Account for the fact that fairly reactive arenes (e.g., benzene, toluene, and ethylbenzene) are nitrated with excess nitric acid in nitromethane solution at a rate that is independent of the concentration of the arene (i.e., zeroth order). Does this mean that nitration of an equimolal mixture of benzene and toluene would necessarily give an equimolal mixture of nitrobenzene and nitrotoluenes? Why or why not?

A zeroth-order reaction is one in which the rate of the reaction is independent of the concentration of the reactants. In this case, the rate of nitration of arenes (benzene, toluene, and ethylbenzene) is given to be independent of their concentration, hence exhibiting zeroth-order kinetics. Mathematically, for a zeroth-order reaction, the rate law equation is expressed as: Rate = k Here, k is the rate constant.

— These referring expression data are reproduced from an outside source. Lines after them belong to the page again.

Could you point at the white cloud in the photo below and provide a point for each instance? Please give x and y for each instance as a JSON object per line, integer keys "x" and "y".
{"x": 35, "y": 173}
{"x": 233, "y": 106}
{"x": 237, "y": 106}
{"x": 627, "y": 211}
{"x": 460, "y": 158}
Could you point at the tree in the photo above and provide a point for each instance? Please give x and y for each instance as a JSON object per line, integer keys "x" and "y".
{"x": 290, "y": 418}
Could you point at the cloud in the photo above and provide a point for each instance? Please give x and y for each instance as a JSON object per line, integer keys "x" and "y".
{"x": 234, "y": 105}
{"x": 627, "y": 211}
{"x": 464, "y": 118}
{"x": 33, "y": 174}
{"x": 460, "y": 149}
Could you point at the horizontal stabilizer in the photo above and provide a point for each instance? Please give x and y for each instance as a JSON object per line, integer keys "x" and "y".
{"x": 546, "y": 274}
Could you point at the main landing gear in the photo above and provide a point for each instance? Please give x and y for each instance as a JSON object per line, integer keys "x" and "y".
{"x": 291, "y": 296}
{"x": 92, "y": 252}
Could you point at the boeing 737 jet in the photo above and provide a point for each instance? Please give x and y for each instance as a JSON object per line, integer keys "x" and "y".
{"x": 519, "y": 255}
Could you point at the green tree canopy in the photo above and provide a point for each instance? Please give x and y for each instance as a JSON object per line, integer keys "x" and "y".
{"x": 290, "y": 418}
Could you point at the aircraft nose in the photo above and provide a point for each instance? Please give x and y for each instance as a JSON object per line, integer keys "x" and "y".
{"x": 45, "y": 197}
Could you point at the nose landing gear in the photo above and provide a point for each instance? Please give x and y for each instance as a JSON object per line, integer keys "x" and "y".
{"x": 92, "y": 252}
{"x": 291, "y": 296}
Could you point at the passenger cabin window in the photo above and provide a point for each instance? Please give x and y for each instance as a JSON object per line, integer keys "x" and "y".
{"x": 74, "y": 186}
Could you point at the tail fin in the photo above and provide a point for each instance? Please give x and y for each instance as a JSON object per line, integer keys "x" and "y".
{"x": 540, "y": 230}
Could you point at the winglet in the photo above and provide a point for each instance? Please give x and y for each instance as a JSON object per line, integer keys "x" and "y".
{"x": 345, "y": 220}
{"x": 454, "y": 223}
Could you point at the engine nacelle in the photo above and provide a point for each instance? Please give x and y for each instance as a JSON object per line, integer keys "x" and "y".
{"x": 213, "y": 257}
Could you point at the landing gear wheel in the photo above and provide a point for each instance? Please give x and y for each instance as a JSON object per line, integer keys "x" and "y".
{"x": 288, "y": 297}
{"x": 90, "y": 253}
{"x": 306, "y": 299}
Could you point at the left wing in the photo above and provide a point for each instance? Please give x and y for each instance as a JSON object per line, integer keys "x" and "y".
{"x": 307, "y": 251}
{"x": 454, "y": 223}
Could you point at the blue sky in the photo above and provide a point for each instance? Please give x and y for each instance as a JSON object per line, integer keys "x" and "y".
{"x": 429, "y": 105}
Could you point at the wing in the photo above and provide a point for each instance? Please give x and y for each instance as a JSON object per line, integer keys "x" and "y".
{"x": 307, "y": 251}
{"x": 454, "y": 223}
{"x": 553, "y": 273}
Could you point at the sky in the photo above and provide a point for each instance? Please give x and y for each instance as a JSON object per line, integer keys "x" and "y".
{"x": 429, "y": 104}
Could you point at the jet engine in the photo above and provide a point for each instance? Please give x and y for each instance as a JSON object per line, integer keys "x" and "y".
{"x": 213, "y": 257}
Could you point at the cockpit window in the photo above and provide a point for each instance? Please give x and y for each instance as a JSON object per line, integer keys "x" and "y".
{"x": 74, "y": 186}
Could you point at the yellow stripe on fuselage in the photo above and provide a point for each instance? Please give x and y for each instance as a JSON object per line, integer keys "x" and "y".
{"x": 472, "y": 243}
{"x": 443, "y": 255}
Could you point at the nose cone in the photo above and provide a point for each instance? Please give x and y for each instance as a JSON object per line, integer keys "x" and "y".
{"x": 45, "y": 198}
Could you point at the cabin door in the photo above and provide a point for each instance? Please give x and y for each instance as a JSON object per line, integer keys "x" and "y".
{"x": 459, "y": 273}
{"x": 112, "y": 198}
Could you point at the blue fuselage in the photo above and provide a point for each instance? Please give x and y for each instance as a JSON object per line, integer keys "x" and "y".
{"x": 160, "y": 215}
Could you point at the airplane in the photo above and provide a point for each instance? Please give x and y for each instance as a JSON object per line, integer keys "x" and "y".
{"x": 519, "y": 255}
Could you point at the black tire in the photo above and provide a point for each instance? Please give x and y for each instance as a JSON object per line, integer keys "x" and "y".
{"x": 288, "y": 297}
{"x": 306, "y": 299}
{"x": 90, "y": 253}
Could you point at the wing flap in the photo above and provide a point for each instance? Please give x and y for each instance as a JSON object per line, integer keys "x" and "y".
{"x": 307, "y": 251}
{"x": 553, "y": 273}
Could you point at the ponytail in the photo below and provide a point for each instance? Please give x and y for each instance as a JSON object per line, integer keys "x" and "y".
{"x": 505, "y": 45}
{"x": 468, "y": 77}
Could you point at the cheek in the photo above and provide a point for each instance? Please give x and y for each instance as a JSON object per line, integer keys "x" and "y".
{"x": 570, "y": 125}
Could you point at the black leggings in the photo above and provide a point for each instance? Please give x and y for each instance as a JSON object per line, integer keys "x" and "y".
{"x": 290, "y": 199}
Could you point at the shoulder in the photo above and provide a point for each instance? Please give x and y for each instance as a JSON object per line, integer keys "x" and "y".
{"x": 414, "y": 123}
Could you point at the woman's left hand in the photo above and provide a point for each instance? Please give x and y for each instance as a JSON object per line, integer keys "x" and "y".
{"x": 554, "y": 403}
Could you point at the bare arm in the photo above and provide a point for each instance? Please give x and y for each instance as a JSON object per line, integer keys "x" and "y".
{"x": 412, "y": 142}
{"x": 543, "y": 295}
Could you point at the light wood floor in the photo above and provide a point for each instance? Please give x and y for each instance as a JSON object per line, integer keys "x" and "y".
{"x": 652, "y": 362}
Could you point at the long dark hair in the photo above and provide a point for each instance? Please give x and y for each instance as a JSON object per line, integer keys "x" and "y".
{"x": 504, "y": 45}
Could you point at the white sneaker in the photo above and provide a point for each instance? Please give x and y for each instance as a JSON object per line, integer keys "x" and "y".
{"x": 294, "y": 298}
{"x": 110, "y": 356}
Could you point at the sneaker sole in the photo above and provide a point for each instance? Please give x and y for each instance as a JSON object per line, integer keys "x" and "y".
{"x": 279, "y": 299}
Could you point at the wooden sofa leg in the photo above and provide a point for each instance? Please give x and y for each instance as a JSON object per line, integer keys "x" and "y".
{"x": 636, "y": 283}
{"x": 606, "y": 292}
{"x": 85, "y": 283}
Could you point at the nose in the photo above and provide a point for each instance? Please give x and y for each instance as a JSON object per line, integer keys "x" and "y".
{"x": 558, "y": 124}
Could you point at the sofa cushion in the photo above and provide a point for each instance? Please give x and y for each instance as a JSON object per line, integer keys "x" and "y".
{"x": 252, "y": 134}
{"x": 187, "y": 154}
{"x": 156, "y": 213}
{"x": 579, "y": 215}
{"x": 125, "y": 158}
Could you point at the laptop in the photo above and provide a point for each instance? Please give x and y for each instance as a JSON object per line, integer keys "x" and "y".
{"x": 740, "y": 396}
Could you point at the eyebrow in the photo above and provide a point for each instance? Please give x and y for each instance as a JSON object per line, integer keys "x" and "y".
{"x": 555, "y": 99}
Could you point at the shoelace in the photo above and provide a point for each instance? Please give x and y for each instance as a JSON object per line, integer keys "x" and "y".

When nitration of an equimolar mixture of benzene and toluene is carried out, it doesn't necessarily imply that an equimolar mixture of nitrobenzene and nitrotoluenes would be obtained. This is because the kinetics of the nitration process, i.e., the reaction rate, doesn't solely depend on the concentration of the arenes involved. The rate constant k may vary for different arenes, which means that nitration may proceed at different rates for benzene, toluene, and ethylbenzene, even if the reaction is zeroth-order with respect to their concentrations.

To support the explanation provided in the previous step, we must consider the reaction mechanism for the nitration of arenes. Nitration typically occurs via an electrophilic aromatic substitution mechanism, in which a nitronium ion (NO2+) acts as the electrophile. The rates at which nitronium ions attack different arenes could be influenced by their electron density, the presence of electron-donating or electron-withdrawing groups, steric factors, and other factors, which may lead to a deviation from the expected equimolar mixture of nitrobenzene and nitrotoluenes. In conclusion, even though the nitration of fairly reactive arenes follows zeroth-order kinetics with respect to their concentrations, that doesn't mean that nitration of an equimolar mixture of benzene and toluene would necessarily yield an equimolar mixture of nitrobenzene and nitrotoluenes. This is because the rate of nitration depends on other factors such as the specific reactivity of each arene and its reaction mechanism, which may lead to differences in the reaction rate constant k and result in deviation from the expected product distribution.